No, she was not like herself. Her eyes were bigger and more restless than usual and her mouth was redder. And she could not sit still on her chair.

From time to time she cast a furtive glance at me, but more often she looked at the apothecary. And the apothecary looked that evening like a turkey-cock.

When the punch was passed around, we dropped the “mister.”

We young people went down on the meadow to play games. We tossed rings and played other games, and meanwhile the sun went down behind the hills and it grew dark.

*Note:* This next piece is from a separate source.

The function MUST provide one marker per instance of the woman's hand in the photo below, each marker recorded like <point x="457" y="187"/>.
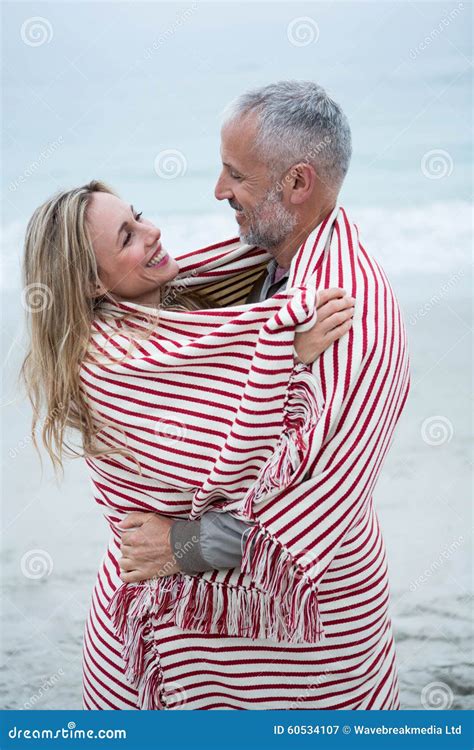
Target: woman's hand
<point x="146" y="547"/>
<point x="335" y="312"/>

We had laid the rings and the sword in a heap on the ground and were now standing in groups, whispering and smiling, while the dusk came on. But the young girl came up to me through the dusk and took me aside behind a shed.

“You must answer me a question,” said she. “Did the druggist really write his verses himself?” Her voice trembled, and she tried to look away as she spoke.

“Yes,” I said. “He wrote them last night. I heard him going back and forth in his room all night.”

But when I had said that, I felt a sting in my conscience, for I saw that she was a pretty and lovable child and that it was a great sin to deceive her so.

Who knows, I said to myself, who knows? Perhaps this is the sin of which the Scripture says that it cannot be forgiven.

The twilight deepened, it became night, and a star burned between the trees in the wood, where we were walking in pairs.